Once you’ve seen one romantic comedy, you feel like you’ve seen them all. There’s always a girl that wants one guy, but secretly wants another, and along the way she is faced with forks in the road that are meant to help her decide which path to take. It’s highly typical, we’ve all seen it before, and we somehow continue to pay an unseen amount of money for a movie ticket to go see it again.
“27 Dresses,” directed by Anne Fletcher, stars Katherine Heigl as the perpetual bridesmaid, Jane Nichols, who doesn’t know the meaning of the word “no.” She is the epitome of a doormat when it comes to brides-to-be asking for her help in planning the most important day of their lives. We’ve heard of good Samaritans, but how can a self-respecting woman agree 27 times to be a bride’s gopher?
Following last summer’s hit, “Knocked Up,” Heigl didn’t seem to reign supreme without her artificial pregnant stomach. Her ability to pull off sarcasm aside, Heigl’s performance in this film fell too short from top honors. How fitting that the film was about a bridesmaid-and not a bride.
Jane is not just a lonely woman in love with her tall, dark and handsome boss George, (Edward Burns), but she doesn’t have the courage to tell him how she really feels. However, she is openly in love with weddings. She loves them so much that at eight-years-old she discovered her purpose in life was to help women on their special day. This is right about the time in the movie where you burst out laughing and call her character a freak.
Jane lives in a fantasy world, thinking that one day in the extremely distant future George will come to realize that she is the only one for him. She does slightly pitiful things, like leaving a breakfast burrito on his desk, just in case he’s hungry. Her bubble bursts like a bomb when George meets her perfect little sister Tess, played by Malin Akerman, of “The Heartbreak Kid,” and, as in any typical romantic comedy, falls in love with her. Cue the music, Jane’s life is over!
To add to the pain of planning her sister’s wedding to the man of her dreams, Kevin Doyle, played by James Marsden, a sarcastic and adorable reporter for the commitments section, which covers weddings, seems to pop up at just the right moments to annoy Jane. Kevin’s latest assignment, the upcoming nuptials of George and Tess, has him discover a potential story: Jane’s bridesmaid history. He continues to hang around Jane without her knowing his true intentions, which ultimately results in an all character encompassing conflict. Besides the flirtatious bickering between Jane and Kevin, there are moments where the sarcasm and wit make the scenes actually funny.
One of the more refreshing characters that keeps the sarcasm and humor alive is Judy Greer’s character, Casey, Jane’s blunt coworker who likes to tell it like it is. From the beginning of the film, Casey is shown to be the “anti-Jane.” A woman who loves her alcohol and having her bridesmaid dress ripped by groomsmen. Casey not only makes you laugh but also reminds you not to make any woman like her as one of your bridesmaids.
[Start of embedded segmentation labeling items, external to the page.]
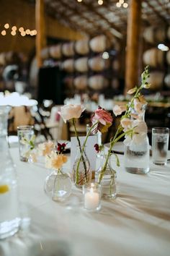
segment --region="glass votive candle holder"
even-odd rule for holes
[[[97,211],[101,208],[101,185],[91,183],[83,186],[84,208],[89,211]]]
[[[21,125],[17,127],[17,135],[20,161],[27,162],[32,149],[30,140],[34,135],[33,125]]]

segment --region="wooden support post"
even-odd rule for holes
[[[141,2],[141,0],[130,0],[130,2],[127,28],[125,94],[138,83]]]
[[[45,29],[45,13],[44,13],[44,0],[36,0],[35,6],[35,23],[37,34],[36,36],[36,58],[37,67],[42,65],[41,58],[41,50],[46,46],[46,36]]]

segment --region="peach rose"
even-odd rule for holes
[[[112,124],[113,119],[108,111],[99,106],[95,111],[94,115],[92,116],[93,124],[97,121],[99,121],[99,122],[103,125],[107,125]]]
[[[115,105],[113,107],[113,113],[116,116],[121,115],[121,114],[125,111],[126,111],[126,106],[125,105],[122,106]]]
[[[68,120],[73,118],[78,119],[80,117],[81,113],[86,109],[82,105],[68,104],[61,108],[61,111],[58,113],[63,118],[65,123]]]
[[[120,124],[121,124],[122,127],[123,128],[125,128],[126,129],[131,127],[132,122],[133,122],[132,120],[130,120],[128,117],[125,117],[122,119],[121,119],[121,121],[120,121]]]

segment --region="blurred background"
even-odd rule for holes
[[[1,97],[17,93],[37,101],[29,106],[17,98],[9,120],[10,134],[19,124],[34,124],[45,138],[68,140],[71,125],[64,127],[57,111],[64,103],[81,103],[86,108],[79,124],[84,135],[98,105],[112,111],[115,103],[128,100],[127,90],[140,84],[146,65],[151,82],[151,90],[143,92],[148,132],[170,126],[169,0],[0,4]]]

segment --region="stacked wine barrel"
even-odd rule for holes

With the format of a traditional romantic comedy aside, the screenplay, written by Aline Brosh McKenna, has its humorous moments. From Casey’s witty one-liners to Jane’s unfiltered responses, the script deserves a nod for getting it right. If the screenplay’s aim was to follow the guidelines of a romantic comedy, to provoke a few sexual innuendos and to pretty much leave us wondering where we’ve seen a storyline like that before, then it hit the ball right out of the park. As the film closes in on the pivotal scene where Jane must choose which path she wants to take, how do you think it will end? Will it leave us saying, “Well I predicted that from seeing the trailer,” or will we be surprised to see romantic comedies taking a whole new turn? Your guess is as good as mine.